First I made a bouquet. This is much trickier than it looks because your eye is very eager to see colors "clumping" together so if you want them to look evenly distributed you have to be very careful. Strip all the leaves off the flowers first. Then you start with a few sturdy flowers clumped together in the middle, hold them in your hand pointing straight up. (If I were doing this for real I would floral-tape this first clump together. Then you have to start placing the flowers around the center ones, keeping an even distribution of large and small, yellow, pink and white. And - this is important - you have to place all the new flowers slightly at an angle so they start to make, like, the top of a dome. This is very important. If you put all the flowers in with stems vertical it will just make a blob of flowers. The problem is that it's very hard to hold the slight angle particularly as you rotate the bouquet in your hand. The flowers kept moving against each other and I had to go back and re-dome them a lot of times. I think
this site explains the process better than I can. At the end the stems will all sort of spiral around each other.
Note: this takes a LOT of flowers. I think there are probably 24-30 stems in the bouquet I ended up making.
I learned a lot doing this project but it was the kind of thing you really had to "feel" to get right. NO amount of reading internet descriptions could have made some of this stuff clear to me. Nevertheless, here I am putting it on the internet, so at least I can remember what I learned:
- filler leaves are useless if they are floppy. THey are supposed to take up space and if they just fall down out of wherever you put them, it's not going to work.

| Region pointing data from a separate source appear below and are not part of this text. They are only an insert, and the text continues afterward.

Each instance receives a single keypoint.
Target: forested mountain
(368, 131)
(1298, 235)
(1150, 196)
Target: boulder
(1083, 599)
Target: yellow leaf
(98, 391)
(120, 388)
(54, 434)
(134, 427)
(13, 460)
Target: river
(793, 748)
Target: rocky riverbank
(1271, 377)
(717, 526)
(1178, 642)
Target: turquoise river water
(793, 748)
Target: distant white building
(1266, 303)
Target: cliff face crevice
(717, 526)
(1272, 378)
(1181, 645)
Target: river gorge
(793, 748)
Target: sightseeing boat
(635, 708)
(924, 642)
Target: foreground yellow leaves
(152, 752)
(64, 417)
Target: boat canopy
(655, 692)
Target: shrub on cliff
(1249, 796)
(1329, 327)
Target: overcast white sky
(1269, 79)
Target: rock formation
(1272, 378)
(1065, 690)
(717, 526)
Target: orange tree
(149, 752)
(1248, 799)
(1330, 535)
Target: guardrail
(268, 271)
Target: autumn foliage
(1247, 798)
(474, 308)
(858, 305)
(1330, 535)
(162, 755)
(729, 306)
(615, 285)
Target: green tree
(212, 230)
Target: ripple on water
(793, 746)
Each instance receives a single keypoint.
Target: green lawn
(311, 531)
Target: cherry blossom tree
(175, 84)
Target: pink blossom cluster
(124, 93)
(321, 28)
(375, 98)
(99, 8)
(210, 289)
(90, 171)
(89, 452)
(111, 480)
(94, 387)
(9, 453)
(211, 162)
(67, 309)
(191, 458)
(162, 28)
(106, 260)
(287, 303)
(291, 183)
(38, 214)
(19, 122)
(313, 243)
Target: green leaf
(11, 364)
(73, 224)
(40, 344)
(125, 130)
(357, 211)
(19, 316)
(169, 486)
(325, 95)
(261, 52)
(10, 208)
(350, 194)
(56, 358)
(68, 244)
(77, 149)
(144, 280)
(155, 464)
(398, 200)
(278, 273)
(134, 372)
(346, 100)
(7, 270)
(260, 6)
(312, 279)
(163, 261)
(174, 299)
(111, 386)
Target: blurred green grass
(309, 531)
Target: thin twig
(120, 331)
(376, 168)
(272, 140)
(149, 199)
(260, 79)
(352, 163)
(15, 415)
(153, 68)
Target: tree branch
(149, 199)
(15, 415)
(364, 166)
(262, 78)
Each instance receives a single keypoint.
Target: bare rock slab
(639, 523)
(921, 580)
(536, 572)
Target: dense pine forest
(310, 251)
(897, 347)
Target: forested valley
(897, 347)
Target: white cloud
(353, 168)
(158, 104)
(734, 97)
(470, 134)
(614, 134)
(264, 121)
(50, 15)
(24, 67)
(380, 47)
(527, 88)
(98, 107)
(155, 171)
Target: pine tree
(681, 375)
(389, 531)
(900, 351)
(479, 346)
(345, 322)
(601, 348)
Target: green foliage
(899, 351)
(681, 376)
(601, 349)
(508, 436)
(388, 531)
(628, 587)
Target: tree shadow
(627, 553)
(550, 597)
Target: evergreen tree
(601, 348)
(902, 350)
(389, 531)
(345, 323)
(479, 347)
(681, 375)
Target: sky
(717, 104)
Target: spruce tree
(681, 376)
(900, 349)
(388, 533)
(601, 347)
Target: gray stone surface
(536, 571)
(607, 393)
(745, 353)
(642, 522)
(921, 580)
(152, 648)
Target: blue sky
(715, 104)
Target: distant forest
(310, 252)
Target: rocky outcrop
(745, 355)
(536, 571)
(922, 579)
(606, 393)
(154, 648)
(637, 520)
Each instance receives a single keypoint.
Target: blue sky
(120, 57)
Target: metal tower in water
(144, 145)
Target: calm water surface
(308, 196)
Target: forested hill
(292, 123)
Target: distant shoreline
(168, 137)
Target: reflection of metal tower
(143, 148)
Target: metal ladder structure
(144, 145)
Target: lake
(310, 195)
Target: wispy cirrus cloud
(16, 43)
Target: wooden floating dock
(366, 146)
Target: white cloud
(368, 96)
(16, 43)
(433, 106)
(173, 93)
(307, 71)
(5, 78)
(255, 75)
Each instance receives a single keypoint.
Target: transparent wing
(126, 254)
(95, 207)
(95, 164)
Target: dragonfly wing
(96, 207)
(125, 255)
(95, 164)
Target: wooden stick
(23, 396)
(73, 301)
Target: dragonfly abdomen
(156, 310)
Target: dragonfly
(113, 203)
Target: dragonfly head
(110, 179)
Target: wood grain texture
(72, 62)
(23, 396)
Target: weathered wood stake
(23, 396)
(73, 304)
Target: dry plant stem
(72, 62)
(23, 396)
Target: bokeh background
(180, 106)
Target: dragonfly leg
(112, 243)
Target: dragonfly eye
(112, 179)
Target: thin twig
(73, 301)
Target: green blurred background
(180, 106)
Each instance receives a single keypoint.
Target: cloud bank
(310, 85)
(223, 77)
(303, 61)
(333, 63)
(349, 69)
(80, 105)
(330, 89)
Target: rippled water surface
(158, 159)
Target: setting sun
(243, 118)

- A mix of flower sizes and shapes look good, but one shape/size should be dominant in order to make it much easier to form the dome shape. I don't know the exact ratio that would work best but my bouquet had about half gerbera daisies, and half is a bad number. If it was 2/3 gerbera daisies, then the rest of the filler could have been just about any size and shape and the dome would still work. I think it could also work if it was, say, 1/2 gerbera daisies and 1/4 smaller daisies, cause they would still have that daisy shape. Or 1/2 big roses and 1/4 ranunculus (which look like little roses). and then the last 1/4 filler or baby's breath or whatever.
- My gerbera daisies saved this project. They are big, so they take up a lot of space. They are sturdy, so you can manhandle them a lot while you are fixing your mistakes and they will forgive you. If the heads are tilted in a weird way, you can poke floral wire up through the head, bend it again like a fish hook, pull the other end down through the flower head, tape it together, and it will hold the angle of the flower head in the way that you want it.
- White, pink, and yellow together remind me of Easter. So, if I do not want to be reminded of Easter I need to do white, orange and yellow maybe. THe little bits of purple look good too.
- Beware the flower in which multiple small heads grow at very different heights on the same stem. This is a waste because, remember, we need to control the height of every flower in the bunch in order for it to be visible. If you cut it into individual stems, most of the stems will end up being too short for the bouquet. But if you leave them all on, only the flower at the top will be visible in your bouquet.
- That said, tiny dainty sprays of flowers, which I first thought would be a disaster, worked fine in the bouquet - I just had to poke them in from the top after the dome was otherwise finished. That way the pressure of the other flowers kept the spray stuck together. That's the purple in the finished bouquet I posted below.
- Cats love this project because it has a lot of long twitchy stems flying around and a lot of things that made rustling noises. I did this at the house of my friend who has a 10 year old cat who mostly just sits and stares at the wall all day, and even he felt compelled to come over and "help." If your cat is more active you will have to put her in the bedroom while you do this project.
Finished product!
We also did boutonnieres and table arrangements but I have to do a lot of homework today so I will post about those later.